Yenyo and others have demanded that the team go further and drop “Indians” as its name: “If they don’t get rid of the name, then you’re still going to have fans going down there wearing headdresses and painted in redface.”
In the past, the team had defended the name by saying it honored Louis Sockalexis, a Penobscot from Indian Island in Maine who was the first known Native American to play professional baseball. He played for the Cleveland Spiders.
“Sadly, the Cleveland professional baseball team only uses the story of Sockalexis to attempt to justify its use of the nickname and the racist image, Chief Wahoo,” Ed Rice of Orono, the author of “Baseball’s First Indian, Louis Sockalexis: Penobscot Legend, Cleveland Indian,” wrote in a Bangor Daily News column in 2016.

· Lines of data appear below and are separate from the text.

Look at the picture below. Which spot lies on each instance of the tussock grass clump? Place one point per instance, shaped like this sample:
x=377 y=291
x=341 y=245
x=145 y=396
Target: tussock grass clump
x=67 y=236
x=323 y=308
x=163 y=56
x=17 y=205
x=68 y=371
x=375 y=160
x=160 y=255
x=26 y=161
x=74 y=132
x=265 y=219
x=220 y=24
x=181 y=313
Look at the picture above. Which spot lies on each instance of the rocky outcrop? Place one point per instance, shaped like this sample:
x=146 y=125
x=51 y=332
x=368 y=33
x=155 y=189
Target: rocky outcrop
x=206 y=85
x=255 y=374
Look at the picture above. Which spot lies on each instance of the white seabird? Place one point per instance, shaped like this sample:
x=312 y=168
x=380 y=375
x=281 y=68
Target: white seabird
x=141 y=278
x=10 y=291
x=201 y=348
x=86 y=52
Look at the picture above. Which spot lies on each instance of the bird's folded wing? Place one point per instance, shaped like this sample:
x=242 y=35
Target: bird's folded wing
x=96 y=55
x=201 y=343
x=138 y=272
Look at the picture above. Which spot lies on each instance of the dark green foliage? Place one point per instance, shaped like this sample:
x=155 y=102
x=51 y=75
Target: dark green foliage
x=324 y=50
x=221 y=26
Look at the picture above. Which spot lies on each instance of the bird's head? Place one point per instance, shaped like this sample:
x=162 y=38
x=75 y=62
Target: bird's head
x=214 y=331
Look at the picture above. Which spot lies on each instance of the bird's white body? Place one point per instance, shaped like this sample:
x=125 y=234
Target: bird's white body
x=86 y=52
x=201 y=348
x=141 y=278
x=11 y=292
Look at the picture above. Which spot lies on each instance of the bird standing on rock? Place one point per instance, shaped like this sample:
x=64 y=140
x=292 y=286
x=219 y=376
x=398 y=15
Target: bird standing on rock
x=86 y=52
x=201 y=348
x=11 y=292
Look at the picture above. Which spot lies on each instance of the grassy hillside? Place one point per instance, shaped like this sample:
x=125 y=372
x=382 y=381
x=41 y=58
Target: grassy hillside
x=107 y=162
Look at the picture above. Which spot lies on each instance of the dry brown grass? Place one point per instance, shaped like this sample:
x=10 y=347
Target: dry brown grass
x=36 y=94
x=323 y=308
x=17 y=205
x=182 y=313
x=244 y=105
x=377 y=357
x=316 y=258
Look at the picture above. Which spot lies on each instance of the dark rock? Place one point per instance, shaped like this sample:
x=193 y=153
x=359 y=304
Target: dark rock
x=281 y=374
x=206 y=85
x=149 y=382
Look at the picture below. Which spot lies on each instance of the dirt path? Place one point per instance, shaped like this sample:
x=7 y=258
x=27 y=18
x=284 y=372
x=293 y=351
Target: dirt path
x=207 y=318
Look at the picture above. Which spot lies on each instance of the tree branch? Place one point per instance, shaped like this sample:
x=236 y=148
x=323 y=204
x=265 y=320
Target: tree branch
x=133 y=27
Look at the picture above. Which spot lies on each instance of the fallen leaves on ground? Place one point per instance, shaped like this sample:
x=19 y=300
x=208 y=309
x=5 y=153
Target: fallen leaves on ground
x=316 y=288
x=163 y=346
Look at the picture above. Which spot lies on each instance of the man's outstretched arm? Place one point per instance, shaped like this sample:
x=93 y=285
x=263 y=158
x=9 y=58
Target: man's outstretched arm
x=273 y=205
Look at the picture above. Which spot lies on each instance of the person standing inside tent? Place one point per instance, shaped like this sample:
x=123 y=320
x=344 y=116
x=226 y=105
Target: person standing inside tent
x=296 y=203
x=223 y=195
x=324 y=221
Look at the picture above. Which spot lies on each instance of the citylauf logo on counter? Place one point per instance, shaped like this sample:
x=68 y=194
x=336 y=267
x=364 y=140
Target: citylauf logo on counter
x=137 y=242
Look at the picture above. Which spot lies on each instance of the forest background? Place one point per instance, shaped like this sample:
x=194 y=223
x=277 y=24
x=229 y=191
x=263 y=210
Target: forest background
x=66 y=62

Amid the intensifying debate, the club has slowly moved away from the logo in recent years. The Indians replaced it with a “C” as their primary logo and removed signs depicting Chief Wahoo from Progressive Field, the team’s ballpark.
There was no immediate reaction from Indians players.
“It’s a big disappointment,” Jeremiah Baker said at a sporting goods store in suburban Westlake as he picked through a clearance bin of caps with his wife and two children. “Chief Wahoo has been so iconic for so many years, and I understand that some people may be offended, but it’s a blow to native Clevelanders.”
National criticism and scrutiny over Chief Wahoo grew in 2016, when the Indians made the World Series and Manfred expressed his desire to have the team drop the symbol. During the playoffs, a lawsuit was filed while the club was playing in Toronto to have the logo and team name banned from Canadian TV. A judge dismissed the case.
The Indians’ bid to host the 2019 All-Star Game heightened the debate.
“While we recognize many of our fans have a longstanding attachment to Chief Wahoo, I’m ultimately in agreement with Commissioner Manfred’s desire to remove the logo from our uniforms in 2019,” Dolan said in announcing the decision.
The presence of the Wahoo logo is likely to remain strong in the stands on caps, T-shirts and signs, and other Native American references in the stadium will probably persist. For over 40 years, one fan, John Adams, has pounded a tom-tom in the left-field bleachers.
The team will continue to sell Chief Wahoo gear because if it stops doing so, it will lose ownership of the trademark, and others will be able to use the symbol as they please.
Reaction to the announcement was swift on social media as fans took sides on a touchy topic that has become part of the Cleveland sports landscape for generations.
Every year, Native American groups have protested outside the stadium before the home opener in hopes of getting the Indians not only to abolish Chief Wahoo but to change the team name.
Many fans are dedicated to preserving Chief Wahoo and see the logo as a symbol of the city’s resurgence in the mid-1990s, when the Indians opened their new ballpark and the team made the World Series for the first time since 1954.
The NFL’s Washington Redskins have come under similar pressure to change their less-cartoonish Indian-head logo and their name but so far have resisted. Last year, a U.S. Supreme Court ruling in another case made it clear that the Redskins name cannot be stripped of trademark protection just because some find it offensive.
Stanford, Illinois and Dartmouth are among the colleges and universities that have dropped Native American nicknames or symbols for their teams over the years.